Last weekend’s lead story in the Dom Post was of a 33-year-old autistic man who has been denied a basic human right by being allowed outside for less than two days in the last year. It’s shocking to read of such cruelty in such a progressive part of the world as this. It would be amazing to help somebody like him. Going down that path is one of my four ideas of what my next job should be.

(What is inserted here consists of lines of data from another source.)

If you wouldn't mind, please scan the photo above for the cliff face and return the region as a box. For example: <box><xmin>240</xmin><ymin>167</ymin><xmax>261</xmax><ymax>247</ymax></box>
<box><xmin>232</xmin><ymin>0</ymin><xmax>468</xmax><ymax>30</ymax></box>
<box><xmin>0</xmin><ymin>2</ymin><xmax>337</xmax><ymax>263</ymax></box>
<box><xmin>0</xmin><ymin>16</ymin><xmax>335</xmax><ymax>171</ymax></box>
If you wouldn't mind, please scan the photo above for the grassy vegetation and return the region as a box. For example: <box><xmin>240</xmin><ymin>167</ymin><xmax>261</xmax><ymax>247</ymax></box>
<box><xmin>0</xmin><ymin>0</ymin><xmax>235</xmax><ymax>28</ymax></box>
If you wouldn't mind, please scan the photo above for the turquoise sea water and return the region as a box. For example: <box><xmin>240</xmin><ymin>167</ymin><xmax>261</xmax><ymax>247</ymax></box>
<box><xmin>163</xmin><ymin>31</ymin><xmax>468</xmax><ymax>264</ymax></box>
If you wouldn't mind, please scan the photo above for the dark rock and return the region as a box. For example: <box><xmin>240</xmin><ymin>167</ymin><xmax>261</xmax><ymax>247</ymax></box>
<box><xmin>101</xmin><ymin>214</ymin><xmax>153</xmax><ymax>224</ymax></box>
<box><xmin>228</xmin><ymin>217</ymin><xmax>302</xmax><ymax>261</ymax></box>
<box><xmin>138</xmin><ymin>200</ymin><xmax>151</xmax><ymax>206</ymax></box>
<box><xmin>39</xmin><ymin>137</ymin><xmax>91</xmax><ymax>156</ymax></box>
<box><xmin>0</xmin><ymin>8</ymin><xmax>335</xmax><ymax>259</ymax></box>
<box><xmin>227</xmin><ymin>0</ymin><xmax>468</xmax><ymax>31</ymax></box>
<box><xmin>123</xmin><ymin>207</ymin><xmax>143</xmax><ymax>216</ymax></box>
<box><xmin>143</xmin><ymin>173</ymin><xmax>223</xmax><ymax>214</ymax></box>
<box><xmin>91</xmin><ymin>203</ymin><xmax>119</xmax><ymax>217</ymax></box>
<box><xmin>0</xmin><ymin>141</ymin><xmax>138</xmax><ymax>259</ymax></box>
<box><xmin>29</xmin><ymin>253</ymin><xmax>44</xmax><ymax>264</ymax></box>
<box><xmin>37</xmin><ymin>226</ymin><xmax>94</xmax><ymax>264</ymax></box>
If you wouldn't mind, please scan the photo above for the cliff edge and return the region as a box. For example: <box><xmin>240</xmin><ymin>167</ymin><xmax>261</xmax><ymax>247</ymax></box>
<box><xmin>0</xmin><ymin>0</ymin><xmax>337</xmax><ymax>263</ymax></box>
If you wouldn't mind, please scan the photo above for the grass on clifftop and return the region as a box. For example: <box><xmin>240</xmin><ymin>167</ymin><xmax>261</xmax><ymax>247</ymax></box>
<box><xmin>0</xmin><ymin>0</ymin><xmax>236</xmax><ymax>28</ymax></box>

On Thursday I went to the depression group at the noodle bar on Cuba St. I’m not sure what to make of that group. A lot of the talk revolves around online dating. Relationships have been off the map for me for such a long time that I have very little to add to the conversation. There are two NZ-based dating sites: Find Someone and NZ Dating. If you just want sex, apparently you join the latter – I think it has a “shag now” facility, a bit like the “buy now” button on Trade Me.

The depression group also arrange “events” at the weekend every now and again. Today nine of us went bowling at the Lanes in town. For some reason socialising has become even harder for me of late. I found it very hard to relax. We only played one game: I opened my account with four rather embarrassing gutter balls and had just 20 at the half-way point but finished on 85. We then sat in the sun, then I had a coffee with the six-foot-five bloke; like most people there's more to him than meets the eye.

My parents are coming up on Thursday for three days, so I spent most of yesterday cleaning my flat.


We've just had an earthquake here. Decent-sized shake. I'm guessing mid to high fours.
Update: It was a 4.2 at a depth of 30 km, so I'm more shake-sensitive than I thought.